基本手技
小児の救急医療・理論と手技(動画あり)
水落建輝
歌登町国民健康保険病院 小児科
動画コーナー(QuickTimeムービー。見られない方はここからダウンロード)
撮影:川久保悟(歌登)
小児の心肺蘇生法CPR・良いデモンストレーション(2.5MB)
小児の異物除去方法・ハイムリック法(立位/仰臥位)(2.3MB)
小児のバイタル
体温 成人より0.5~1.0℃高い。37.5℃までは、一般的に発熱とは言えない。
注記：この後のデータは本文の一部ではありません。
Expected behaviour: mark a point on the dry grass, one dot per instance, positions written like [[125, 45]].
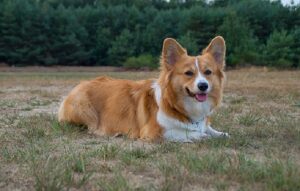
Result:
[[261, 111]]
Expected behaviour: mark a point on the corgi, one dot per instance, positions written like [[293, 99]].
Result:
[[175, 107]]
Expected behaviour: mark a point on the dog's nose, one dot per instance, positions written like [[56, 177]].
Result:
[[202, 86]]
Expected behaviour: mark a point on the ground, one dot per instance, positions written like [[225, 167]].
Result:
[[260, 110]]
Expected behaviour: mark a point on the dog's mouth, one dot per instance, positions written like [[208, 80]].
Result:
[[200, 97]]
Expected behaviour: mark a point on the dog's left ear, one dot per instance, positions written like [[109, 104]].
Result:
[[217, 49]]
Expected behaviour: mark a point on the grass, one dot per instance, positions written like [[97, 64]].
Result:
[[260, 111]]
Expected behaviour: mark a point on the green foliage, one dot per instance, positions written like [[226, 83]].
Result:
[[278, 51], [142, 61], [241, 47], [94, 32]]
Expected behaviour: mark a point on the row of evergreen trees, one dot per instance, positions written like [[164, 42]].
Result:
[[113, 32]]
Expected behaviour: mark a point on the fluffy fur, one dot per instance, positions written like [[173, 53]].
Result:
[[171, 107]]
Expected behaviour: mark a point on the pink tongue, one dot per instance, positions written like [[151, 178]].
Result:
[[201, 97]]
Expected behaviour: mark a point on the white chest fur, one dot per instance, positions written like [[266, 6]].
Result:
[[176, 130]]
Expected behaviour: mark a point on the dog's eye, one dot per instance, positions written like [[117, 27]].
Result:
[[207, 72], [189, 73]]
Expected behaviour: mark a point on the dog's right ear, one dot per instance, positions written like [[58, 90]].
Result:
[[171, 53]]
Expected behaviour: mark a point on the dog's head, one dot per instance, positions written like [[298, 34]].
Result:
[[198, 78]]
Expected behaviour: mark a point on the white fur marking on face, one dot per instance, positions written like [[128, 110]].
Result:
[[200, 78]]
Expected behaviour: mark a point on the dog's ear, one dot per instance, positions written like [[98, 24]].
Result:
[[217, 49], [171, 52]]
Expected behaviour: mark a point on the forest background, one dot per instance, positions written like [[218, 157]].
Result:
[[130, 33]]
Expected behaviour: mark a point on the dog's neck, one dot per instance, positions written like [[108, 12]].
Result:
[[189, 112]]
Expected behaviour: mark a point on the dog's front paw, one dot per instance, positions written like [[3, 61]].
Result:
[[225, 135]]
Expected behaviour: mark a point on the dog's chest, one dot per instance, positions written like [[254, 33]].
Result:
[[197, 111]]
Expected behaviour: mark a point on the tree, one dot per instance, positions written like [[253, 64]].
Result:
[[278, 50], [240, 42]]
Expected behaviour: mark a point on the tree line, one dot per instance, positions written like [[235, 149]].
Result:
[[130, 32]]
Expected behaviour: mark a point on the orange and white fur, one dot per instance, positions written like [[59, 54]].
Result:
[[174, 107]]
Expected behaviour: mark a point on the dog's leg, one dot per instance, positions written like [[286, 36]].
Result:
[[214, 133], [185, 136]]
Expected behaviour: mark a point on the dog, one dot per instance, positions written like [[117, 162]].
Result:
[[175, 107]]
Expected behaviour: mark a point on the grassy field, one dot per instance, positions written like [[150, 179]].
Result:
[[261, 112]]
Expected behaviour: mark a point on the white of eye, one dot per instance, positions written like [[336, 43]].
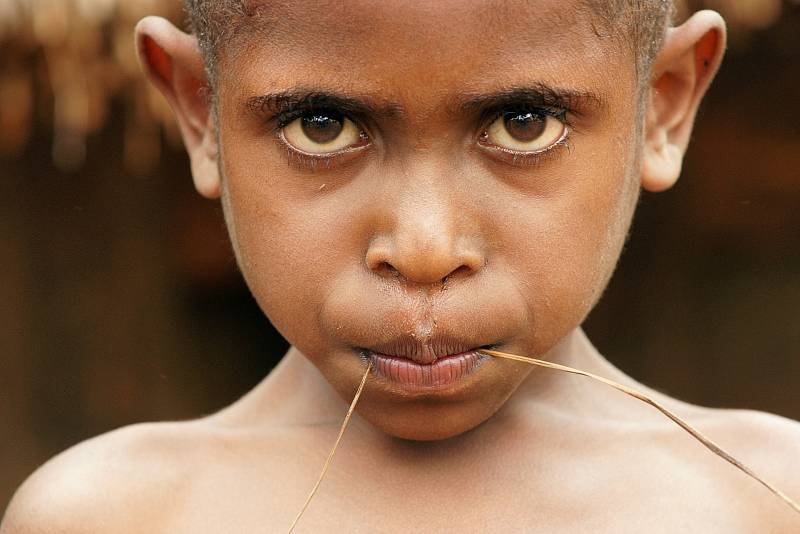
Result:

38℃以上を発熱と考える
脈拍 橈骨・頚・大腿動脈の触診や、心臓の触診・聴診でみる。
明らかな頻拍 徐脈
新生児 200回/分以上 70回/分以下
乳児 150回/分以上 60回/分以下
幼児 120回/分以上 50回/分以下
脈拍は、体温1℃上昇で10回/分上昇する。
呼吸 新生児・乳児は腹式呼吸。
2歳以上になると胸腹式。
3~4歳より胸式呼吸へ。
血圧 仰臥位、右上腕動脈の血圧を指標とするのが一般的。
年齢 | 脈拍数/分 | 呼吸数/分 |
新生児 | 125(70-190) | 40(30-50) |
乳児 | 120(80-160) | 30(20-40) |
2-4歳 | 100(80-130) | 25(20-35) |
6-10歳 | 90(70-115) | 20(15-25) |
収縮期 | 拡張期 | ||
乳児 | 3ヶ月 | 88 | 51 |
12ヶ月 | 92 | 52 | |
幼児 | 18ヶ月 | 92 | 54 |
36ヶ月 | 96 | 54 | |
小学生 | 1-3年 | 88-94 | 59-65 |
4-6年 | 97-100 | 47-58 | |
中学生 | 102-110 | 70-73 |
心肺蘇生法(ABC)
A 気道確保(Airway)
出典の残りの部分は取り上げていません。